Arab sector warns metal detectors at Temple Mount will 'only worsen conflict'
After a day full of violent clashes, the police believe that the opening of all the gates to the Temple Mount on Monday will lead to calm; however, senior members of the Arab public warn: 'Metal detectors will drag us to places we do not want to reach. Anyone who wants to do harm can do so outside the Old City.'
Members of the Arab public expressed outrage following the security measures erected at the entrance to the Temple Mount in the days following Friday's deadly terrorism attack at the site. "The Al-Aqsa mosque is a sacred place belonging to God," said Qalanswa Mayor Abdulbast Salameh. "You should not play around with a mosque, just as you shouldn't do so in a synagogue or a church."
The Jerusalem police will continue to operate on high alert, and despite Muslim protests are to expand the deployment of metal detector gates to all entrance to the Temple Mount.
The Jerusalem police said yesterday that the riots that took place near the entrance to the Temple Mount were initiated by Muslim activists out to cause provocations and prevent other believers from visiting the Temple Mount. After the entrance to the mountain was approved through only two gates, police believe that the opening of the compound's six additional gates on Monday will help ease frictions.
"Metal detectors are not the solution. On the contrary, they can exacerbate the conflict, increase tension and perhaps drag us to places we do not want to reach," said Salameh. "I demand that they be removed immediately and that people be allowed to pray in a normal manner," he said. "When we used to pray at the Al-Aqsa Mosque (the Muslim name for the Temple Mount—ed), we would not encounter policemen or an electronic door.

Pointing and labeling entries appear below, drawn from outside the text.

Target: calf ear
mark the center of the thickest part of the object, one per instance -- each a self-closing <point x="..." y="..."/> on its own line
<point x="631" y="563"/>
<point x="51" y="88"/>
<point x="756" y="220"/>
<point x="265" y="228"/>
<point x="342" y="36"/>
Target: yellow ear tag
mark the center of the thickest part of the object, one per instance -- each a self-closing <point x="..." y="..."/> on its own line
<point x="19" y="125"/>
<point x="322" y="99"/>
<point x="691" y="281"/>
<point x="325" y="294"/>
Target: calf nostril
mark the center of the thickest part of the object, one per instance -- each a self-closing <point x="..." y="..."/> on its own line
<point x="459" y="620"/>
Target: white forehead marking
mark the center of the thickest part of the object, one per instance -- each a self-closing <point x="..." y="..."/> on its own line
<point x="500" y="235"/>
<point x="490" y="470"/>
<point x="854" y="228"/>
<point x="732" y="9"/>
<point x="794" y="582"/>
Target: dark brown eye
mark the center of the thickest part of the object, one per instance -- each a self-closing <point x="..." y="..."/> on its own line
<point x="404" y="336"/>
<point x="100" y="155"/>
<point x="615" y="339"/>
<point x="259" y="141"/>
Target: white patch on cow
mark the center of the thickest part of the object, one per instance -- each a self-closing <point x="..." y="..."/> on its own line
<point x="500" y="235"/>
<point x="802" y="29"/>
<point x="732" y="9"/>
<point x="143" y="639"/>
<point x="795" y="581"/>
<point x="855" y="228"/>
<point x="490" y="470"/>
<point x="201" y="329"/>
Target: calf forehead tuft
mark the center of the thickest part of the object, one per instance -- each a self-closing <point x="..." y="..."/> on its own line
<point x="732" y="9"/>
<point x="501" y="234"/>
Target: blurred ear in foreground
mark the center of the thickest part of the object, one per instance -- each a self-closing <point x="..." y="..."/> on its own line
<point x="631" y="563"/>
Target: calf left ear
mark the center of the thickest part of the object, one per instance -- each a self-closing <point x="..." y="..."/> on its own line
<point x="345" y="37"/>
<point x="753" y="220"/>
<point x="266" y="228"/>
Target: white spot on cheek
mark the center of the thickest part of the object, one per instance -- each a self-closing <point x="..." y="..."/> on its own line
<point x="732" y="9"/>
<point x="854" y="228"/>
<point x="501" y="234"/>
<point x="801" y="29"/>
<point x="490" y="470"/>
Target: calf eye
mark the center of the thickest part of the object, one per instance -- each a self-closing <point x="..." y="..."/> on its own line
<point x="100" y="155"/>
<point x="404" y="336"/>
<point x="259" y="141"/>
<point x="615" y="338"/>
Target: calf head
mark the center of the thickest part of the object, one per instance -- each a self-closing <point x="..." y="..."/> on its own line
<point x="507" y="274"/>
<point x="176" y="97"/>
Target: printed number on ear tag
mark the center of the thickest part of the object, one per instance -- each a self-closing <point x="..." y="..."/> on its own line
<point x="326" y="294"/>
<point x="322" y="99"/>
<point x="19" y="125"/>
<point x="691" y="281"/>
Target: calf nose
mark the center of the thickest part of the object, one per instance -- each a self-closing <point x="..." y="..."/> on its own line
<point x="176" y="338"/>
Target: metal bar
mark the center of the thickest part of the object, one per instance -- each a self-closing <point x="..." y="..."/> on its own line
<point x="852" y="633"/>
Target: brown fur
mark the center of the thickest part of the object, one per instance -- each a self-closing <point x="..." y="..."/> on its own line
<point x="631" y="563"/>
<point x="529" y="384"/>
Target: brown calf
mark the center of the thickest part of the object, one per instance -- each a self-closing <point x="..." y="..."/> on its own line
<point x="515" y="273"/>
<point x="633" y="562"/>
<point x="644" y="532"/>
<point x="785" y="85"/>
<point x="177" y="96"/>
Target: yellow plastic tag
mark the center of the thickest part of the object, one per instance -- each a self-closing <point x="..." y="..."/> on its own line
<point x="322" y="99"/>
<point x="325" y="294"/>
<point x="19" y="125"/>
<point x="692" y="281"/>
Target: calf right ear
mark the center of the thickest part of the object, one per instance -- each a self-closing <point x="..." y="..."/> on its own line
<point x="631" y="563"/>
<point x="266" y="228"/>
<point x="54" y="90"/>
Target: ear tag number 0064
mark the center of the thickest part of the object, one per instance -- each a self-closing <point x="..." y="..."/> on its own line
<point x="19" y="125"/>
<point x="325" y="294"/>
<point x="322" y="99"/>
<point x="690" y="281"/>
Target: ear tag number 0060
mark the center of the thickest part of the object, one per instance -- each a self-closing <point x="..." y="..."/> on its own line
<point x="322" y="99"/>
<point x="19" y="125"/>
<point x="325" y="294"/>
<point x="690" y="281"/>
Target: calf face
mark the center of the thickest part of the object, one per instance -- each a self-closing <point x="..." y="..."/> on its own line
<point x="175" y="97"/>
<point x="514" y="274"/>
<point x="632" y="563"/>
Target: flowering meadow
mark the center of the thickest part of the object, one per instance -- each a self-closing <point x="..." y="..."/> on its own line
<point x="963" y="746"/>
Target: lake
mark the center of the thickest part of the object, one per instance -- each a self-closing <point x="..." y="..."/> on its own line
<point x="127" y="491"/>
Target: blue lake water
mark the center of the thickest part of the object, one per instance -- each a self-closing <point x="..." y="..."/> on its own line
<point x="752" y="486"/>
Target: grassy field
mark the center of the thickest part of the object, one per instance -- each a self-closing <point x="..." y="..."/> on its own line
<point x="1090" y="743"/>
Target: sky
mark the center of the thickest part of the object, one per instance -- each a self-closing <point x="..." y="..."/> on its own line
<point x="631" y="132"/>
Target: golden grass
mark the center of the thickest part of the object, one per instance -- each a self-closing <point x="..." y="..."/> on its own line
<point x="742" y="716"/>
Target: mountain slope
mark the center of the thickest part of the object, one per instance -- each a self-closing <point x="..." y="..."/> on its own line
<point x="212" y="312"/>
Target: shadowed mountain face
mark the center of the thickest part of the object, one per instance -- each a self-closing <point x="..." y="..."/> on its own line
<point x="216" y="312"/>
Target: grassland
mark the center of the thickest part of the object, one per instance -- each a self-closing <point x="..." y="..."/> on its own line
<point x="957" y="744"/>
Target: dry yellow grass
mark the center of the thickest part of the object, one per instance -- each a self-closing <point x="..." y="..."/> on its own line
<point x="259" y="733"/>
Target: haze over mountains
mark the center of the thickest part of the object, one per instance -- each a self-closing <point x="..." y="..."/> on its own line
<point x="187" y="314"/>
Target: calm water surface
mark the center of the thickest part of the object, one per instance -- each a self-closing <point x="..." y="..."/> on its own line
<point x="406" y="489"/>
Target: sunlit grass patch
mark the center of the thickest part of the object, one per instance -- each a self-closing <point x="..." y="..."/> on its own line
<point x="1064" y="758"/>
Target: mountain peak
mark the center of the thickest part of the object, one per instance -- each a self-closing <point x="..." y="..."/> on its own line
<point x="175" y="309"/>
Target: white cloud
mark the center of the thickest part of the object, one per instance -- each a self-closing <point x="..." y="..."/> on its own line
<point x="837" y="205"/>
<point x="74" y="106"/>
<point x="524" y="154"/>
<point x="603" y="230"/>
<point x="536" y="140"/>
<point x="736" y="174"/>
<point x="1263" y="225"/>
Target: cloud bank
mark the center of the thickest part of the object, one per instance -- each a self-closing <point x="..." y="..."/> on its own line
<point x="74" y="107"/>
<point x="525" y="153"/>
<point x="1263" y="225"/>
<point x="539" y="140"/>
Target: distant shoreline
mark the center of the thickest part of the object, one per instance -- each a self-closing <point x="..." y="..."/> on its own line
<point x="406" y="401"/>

Even if something extreme happens, the mosque should not become its victim."
Al-Aqsa chairperson Sheikh Farij added: "Those who were in Jerusalem today saw how difficult it is for people to enter the mosque after they have undergone a magnometer test. They could have installed the doors away from the mosque. In practice, this is a provocative act and another act of unnecessary friction." He added that "If someone intends to do harm, they can reach outside the boundaries of the Old City and to do so. We need to calm the area instead of adding more obstacles and points of friction into it.
"We're not the only ones who have to take a hard look at what happened inside the mosque," Farij added. "The police and the forces that are there need to know what is causing harm to others." Farij explained that "Muslims coming to their own mosque isn't a provocation. Someone entering a mosque that does not belong to them is a provocation."
More and more people called on social networks for Muslim worshipers to visit the Temple Mount on Monday. "If we remain silent, we will lose it," one person wrote online, adding: "This is the time to cry out. Nobody has the right to prevent us from praying." Another woman wrote: "We shouldn't work tomorrow. What matters now is that we all be in al-Aqsa, even if they check us, in any way. We cannot give up."
MK Taleb Abu Arar (Joint List) also rejected the metal detector tests. "Netanyahu and his government were apparently waiting for such an opportunity, to carry out their plot and change the status quo. Al-Aqsa is our mosque, and so is the entire compound, which sits on 144 dunams, including the Western Wall. Netanyahu will lead the region into agitation and provocation. We don't want that, we want to feel free to enter the mosque and pray in it.
Referring to Friday's attack, Aby arrar said, "Our path is a nonviolent struggle, a legitimate struggle with the legal means available to us, but certainly not the use of weapons, not in the mosque, not at all."